You may recall how Yoo’s ex-colleague in the Bush Administration, Larry Wilkerson of the Colin Powell State Department, was compelled by Sands' evidence to voice, in the British media, a remarkable warning. It far pre-dated this month’s resounding condemnation of Yoo and his fellow JoD lawyer Jay Bybee from the Department’s own Office of Professional Responsibility. Of the torture-supporters, Wilkerson said flatly that:

 

  “... they broke the law; they violated their professional ethical code. In future, some government may build the case necessary to prosecute them in a foreign court, or in an international court."

   

 

** EVERY WEEK CONNECTICUT'S NPR STATION, WHDD (ROBIN HOOD RADIO) AIRS A DISCUSSION BASED ON THIS COLUMN - Fridays at 7.35 am, and Saturdays at 4.45 pm.**

 

Listen to THE MEDIA BEAT podcasts by clicking HERE.

   

 

THE ADDITIONAL EVIDENCE  that could emerge, about the human consequences of the Yoo-Bybee recommendations, is being sought through a rare coordinated effort by both American and British media.

 

An alliance has formed of the UK's Press Association, the BBC, The Guardian, The Observer, Times Newspapers, The Independent and, from the US,  The New York Times, The Los Angeles Times, The Washington Post and the Associated Press (distinguished from its close British counterpart by reversing its name) in order to jointly press a Freedom of Information suit in London’s High Court.

 

Their case centers on the Ethiopian-born, former UK-resident Binyam Mohamed who was released from Guantanamo in February and flown to Britain, where he’s now living – in an unfunny echo of the nowadays all-too-visible ex-Vice President Dick Cheney’s former habits – at what British reporters are calling "an undisclosed location". 

 

The media groups want access to British government documents which they claim prove the Brits knew more than they’ve ever previously admitted about Mohammed’s treatment while in custody.
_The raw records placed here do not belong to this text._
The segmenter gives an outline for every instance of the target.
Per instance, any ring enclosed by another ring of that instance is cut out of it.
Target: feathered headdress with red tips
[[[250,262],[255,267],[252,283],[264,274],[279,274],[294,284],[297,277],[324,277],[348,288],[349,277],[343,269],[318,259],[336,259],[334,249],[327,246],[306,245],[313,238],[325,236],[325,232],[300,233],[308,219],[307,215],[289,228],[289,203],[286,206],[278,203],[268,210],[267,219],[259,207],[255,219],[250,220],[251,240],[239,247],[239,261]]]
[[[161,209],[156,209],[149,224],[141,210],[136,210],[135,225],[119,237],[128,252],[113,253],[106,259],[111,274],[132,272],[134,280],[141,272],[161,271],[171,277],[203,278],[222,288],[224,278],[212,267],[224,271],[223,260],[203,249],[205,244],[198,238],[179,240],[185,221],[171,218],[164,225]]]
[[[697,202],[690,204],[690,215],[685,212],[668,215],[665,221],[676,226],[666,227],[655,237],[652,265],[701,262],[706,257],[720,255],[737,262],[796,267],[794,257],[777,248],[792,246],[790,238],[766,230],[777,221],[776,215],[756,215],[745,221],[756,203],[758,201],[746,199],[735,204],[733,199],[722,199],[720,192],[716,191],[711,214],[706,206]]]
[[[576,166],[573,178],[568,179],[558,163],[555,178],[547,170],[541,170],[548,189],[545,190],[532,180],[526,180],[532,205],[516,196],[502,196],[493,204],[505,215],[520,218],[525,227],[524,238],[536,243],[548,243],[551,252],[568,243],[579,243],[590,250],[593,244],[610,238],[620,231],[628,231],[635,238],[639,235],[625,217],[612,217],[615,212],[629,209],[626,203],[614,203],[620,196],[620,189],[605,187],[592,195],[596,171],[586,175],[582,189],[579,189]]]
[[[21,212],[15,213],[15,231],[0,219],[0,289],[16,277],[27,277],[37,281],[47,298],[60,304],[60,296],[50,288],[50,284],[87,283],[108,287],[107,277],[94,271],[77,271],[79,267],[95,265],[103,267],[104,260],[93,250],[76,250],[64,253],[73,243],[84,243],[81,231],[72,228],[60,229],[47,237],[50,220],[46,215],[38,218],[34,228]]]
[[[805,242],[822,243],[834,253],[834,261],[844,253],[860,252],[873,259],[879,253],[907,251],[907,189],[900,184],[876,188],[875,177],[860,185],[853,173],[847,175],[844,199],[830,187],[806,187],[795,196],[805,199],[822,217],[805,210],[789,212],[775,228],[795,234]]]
In particular the journalists are demanding that an official but secret letter from Washington to London should be published, which apparently threatens to withhold American intelligence cooperation if UK authorities do release this sensitive information. The British courts may still favor its publication anyway.

 

Mohamed for his own part is suing – separately and in the US – an American air traffic company for its role in his “extra-ordinary rendition”, or abduction, from Pakistan to Morocco and Afghanistan, and his alleged torture during those enforced journeys.

 

The more that new details pile up in public, the less tenable, internationally and at home, becomes the position of those who promoted and tried to legitimize torture in the first place. If John Yoo, for instance, were to lose any legal action in a US courtroom, he would – we can be sure – appeal vigorously.

 

I wonder if the appeal would go as far as the Supreme Court? I wonder whether he’d get a chance to experience at first hand if Sonia Sotomayor truly makes decisions based on emotions and politics, rather than on the law.